The Tame zone (bottom right) contains problems containing propositions which can readily be tested and have low uncertainty. Near the origin (bottom left) we have a zone of difficult to test propositions but also with low uncertainty. Issues in the complicated zone have high repeatability of testing but are highly uncertain. Kurtz and Snowden define chaos, like most dictionaries, as the opposite of order – a state of utter confusion and lack of organization. Deterministic non-linear chaos theory is not part of the Cynefin framework. In the figure above we interpret utter confusion as part of complexity. Complete disorder will be at the topmost left of this modified diagram. Deterministic chaos theory on the other hand will be lower down and approaching the contingent zone because there is detectable order which has some of the characteristics of randomness. However if we define randomness as ‘lack of a specific pattern in some information’ then deterministic chaos is not random because there is some underlying order. To understand this we must understand an attractor. An attractor is a set of parameter values to which a system tends to evolve for a variety of starting conditions. A system close to an attractor – even if disturbed – will remain close to it. Dynamic systems often have more than one attractor. Each attractor has a basin of attraction which is the set of initial conditions leading to that attractor. The qualitative behaviour of the long-time motion of a given system can be fundamentally different depending on which basin of attraction the initial condition lies in. Attractors can correspond to periodic, quasiperiodic or chaotic behaviours of different types. A useful way of conceiving a basin of attraction is as a terrain of hills and valleys with a ball moving around and settling at a peak or trough. A dynamic trajectory is the moving ball. A static state is when the ball is at rest in stable equilibrium in a valley or unstable equilibrium resting on the peak of a hill. Simple examples are the buckling of a strut or the dynamics of vibration where at a point of unstable equilibrium the behaviour bifurcates or ‘snaps-through’ from one state to another.
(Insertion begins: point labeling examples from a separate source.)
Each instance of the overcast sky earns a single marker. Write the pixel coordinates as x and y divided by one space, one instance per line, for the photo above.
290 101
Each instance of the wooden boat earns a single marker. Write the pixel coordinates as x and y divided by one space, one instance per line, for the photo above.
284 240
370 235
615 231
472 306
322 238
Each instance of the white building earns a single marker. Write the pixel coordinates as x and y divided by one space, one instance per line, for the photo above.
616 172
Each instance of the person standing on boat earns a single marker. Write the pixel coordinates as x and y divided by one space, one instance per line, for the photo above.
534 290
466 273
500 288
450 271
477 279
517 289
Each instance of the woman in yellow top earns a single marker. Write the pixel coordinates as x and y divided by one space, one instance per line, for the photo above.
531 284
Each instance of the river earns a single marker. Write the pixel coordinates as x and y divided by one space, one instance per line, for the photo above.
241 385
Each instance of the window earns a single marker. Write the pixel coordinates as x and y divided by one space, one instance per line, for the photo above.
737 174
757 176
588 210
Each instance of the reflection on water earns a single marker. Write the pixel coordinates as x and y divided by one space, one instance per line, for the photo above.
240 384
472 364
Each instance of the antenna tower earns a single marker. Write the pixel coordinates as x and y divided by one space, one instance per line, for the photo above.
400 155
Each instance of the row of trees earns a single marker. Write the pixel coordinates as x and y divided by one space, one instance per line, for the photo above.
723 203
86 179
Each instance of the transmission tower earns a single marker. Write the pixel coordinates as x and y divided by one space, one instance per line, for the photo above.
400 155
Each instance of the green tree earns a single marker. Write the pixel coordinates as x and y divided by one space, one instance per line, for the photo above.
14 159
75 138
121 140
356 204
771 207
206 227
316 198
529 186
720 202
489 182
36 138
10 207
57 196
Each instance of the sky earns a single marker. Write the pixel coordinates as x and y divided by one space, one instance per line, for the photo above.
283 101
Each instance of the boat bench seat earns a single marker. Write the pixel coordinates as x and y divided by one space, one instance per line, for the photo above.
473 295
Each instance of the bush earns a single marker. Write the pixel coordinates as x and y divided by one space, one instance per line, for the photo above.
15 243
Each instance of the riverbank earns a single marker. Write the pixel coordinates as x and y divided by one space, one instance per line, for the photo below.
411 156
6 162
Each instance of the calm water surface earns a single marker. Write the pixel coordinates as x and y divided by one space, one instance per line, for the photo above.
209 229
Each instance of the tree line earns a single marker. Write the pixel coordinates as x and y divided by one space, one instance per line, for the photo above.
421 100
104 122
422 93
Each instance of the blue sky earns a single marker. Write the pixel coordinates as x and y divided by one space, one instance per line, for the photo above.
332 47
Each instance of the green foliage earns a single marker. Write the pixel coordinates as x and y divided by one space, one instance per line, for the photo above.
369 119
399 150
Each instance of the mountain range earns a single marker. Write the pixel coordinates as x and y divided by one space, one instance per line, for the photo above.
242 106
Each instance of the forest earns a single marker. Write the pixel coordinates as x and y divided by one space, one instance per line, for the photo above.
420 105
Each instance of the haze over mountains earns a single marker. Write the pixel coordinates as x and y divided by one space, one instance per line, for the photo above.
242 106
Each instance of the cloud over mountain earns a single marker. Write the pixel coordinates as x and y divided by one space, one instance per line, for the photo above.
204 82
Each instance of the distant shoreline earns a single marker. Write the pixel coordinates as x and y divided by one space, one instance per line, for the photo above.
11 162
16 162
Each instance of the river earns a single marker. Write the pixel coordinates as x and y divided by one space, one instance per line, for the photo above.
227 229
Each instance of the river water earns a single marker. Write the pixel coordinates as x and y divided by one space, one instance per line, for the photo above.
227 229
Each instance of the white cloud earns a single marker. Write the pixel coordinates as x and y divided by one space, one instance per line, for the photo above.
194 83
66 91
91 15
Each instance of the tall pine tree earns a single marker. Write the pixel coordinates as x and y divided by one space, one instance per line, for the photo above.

As we move up the vertical axis the uncertainties of the deterministic models underlying the chaos theory behaviours increase until we reach the upper left zone of complexity. Synonyms for complexity include knotty, tangled and labyrinthine. Much of the literature defines complexity as we have defined complicatedness. Complexity science has developed over the last 50 years from a number of different strands of research work. In 2015 it is typically defined as the multi-disciplinary study of systems with many parts that interact to produce global behaviour that cannot easily be explained in terms of interactions between the individual constituent elements. It brings together previously disparate topics such as non-linear dynamics (which includes chaos theory, stability and time series analysis), pattern recognition, game theory, evolutionary theory, artificial intelligence, graph theory and networks as well as systems theory. Key ideas are concepts such as emergence and adaptation. Emergent attributes apply at only one or more layers as a result of interactions between holons at lower levels that do not exhibit these attributes. Adaptive behaviours include evolution, learning journeys and self-organization. There is, as yet, no consensus or agreed definition as to what constitutes complexity science since the subject is undergoing a major paradigm shift.

We think that managing problems in the complex zone requires us to learn our way through the issues.